Déflation en Europe : Violer les traités pour les respecter !

Depuis plusieurs mois, l’inflation est à un niveau historiquement bas. Jamais, elle n’a été si basse, aussi longtemps, depuis plusieurs décennies. Ceci met en péril la sortie de crise et la relance économique, faisant planer un risque de stagnation durable en Europe.

Les conséquences de l’inflation

L’inflation, phénomène bien connu des économistes, est une hausse généralisée des prix qui a, comme tout phénomène, des bons et des mauvais côtés. En simplifiant, un bien qui vaut 100 une année, coûtera 102 l’année suivante si l’inflation est de 2%.

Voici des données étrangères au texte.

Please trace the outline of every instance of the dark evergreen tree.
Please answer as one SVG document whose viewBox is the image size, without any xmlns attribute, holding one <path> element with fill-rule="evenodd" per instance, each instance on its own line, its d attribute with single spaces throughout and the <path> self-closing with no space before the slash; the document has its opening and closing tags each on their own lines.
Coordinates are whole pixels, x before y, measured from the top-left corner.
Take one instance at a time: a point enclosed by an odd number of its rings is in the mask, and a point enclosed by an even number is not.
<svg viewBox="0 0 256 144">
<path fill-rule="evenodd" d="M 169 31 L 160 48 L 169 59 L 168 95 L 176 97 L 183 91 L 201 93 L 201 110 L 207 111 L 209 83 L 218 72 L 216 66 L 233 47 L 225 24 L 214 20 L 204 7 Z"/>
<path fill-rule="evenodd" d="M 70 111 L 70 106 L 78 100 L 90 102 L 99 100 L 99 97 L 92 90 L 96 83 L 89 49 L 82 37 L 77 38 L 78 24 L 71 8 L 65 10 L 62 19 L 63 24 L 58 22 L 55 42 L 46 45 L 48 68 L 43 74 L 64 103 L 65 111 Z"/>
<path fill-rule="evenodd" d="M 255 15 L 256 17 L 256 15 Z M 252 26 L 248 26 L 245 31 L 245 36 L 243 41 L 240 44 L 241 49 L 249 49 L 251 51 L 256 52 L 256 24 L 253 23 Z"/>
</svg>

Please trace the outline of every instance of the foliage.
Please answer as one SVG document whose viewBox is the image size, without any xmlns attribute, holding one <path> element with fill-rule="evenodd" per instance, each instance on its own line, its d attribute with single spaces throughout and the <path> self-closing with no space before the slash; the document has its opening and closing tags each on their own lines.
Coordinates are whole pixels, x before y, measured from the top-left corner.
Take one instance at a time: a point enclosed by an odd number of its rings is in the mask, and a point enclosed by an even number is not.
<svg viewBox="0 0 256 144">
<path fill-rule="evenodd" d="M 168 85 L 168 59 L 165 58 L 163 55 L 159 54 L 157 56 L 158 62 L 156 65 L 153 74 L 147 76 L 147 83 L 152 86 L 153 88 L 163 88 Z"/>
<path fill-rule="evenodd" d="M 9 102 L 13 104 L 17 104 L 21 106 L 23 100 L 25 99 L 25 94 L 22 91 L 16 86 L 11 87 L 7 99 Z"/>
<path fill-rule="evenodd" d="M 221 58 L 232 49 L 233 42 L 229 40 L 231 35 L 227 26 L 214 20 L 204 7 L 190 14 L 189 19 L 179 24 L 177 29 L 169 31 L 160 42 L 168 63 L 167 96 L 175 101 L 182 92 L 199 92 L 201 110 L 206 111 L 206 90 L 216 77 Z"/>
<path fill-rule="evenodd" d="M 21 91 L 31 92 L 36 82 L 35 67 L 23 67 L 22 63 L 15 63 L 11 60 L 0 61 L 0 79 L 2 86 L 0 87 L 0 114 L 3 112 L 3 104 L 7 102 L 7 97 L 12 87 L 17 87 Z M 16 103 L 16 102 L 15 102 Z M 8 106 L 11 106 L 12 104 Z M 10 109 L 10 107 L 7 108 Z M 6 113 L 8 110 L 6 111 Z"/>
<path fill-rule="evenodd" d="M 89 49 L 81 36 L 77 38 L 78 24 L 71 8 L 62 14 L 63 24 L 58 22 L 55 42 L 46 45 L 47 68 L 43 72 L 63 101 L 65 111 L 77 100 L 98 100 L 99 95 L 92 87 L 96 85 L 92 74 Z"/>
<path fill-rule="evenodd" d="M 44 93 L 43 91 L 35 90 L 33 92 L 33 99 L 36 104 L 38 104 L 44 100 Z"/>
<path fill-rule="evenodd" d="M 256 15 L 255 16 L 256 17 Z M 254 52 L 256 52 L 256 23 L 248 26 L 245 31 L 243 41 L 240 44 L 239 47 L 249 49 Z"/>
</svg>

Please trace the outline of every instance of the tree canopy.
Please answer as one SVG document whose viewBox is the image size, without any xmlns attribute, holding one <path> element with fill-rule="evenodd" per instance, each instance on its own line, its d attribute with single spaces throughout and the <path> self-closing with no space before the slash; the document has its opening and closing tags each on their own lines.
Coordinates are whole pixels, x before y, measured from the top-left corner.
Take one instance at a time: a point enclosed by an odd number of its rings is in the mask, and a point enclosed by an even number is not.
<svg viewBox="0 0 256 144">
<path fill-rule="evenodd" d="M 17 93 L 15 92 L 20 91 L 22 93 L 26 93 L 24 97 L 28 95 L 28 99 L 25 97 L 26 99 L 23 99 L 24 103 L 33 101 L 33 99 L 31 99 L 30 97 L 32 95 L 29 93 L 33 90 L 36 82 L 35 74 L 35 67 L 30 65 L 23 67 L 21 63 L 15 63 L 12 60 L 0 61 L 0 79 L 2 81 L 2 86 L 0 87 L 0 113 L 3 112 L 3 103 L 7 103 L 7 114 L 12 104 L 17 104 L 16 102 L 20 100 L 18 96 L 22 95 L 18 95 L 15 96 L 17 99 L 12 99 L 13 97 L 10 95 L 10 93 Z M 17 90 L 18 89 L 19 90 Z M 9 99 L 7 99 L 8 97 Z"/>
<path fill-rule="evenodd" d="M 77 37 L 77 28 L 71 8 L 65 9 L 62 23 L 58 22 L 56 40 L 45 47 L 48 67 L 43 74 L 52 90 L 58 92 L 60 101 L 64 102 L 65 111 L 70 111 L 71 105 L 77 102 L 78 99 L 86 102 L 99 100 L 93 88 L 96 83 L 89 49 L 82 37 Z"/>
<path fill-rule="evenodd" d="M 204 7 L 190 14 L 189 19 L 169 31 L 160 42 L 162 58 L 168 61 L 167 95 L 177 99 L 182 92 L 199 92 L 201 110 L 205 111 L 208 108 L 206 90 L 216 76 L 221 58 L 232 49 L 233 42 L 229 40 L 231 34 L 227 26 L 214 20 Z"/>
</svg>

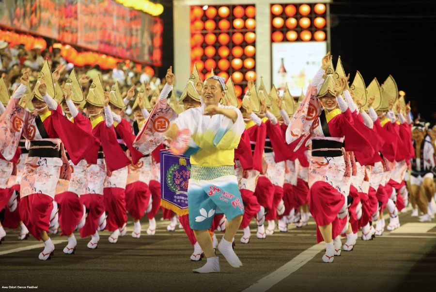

Le premier effet de cette hausse des prix est, bien-sûr, la perte de pouvoir d’achat des citoyens, à moins que les salaires ne suivent l’augmentation des prix. En effet, si un salaire n’augmente pas et que les prix augmentent, le pouvoir d’achat diminue, c’est facile à comprendre !

Mais l’augmentation des prix a aussi un avantage : celui de réduire les dettes, et notamment les dettes publiques, car le montant d’une dette est figée au moment où le prêt est contracté et son remboursement aussi. Autrement dit, si les prix augmentent et les salaires aussi, même si c’est souvent moins vite, le coût relatif du remboursement d’un prêt, ayant un remboursement fixe, diminue avec le temps, c’est tout aussi logique !

D’ailleurs, la plupart des pays européens, Allemagne en tête, ont remboursé leurs dettes publiques colossales d’après guerre (1918 et 1945) avec de l’inflation.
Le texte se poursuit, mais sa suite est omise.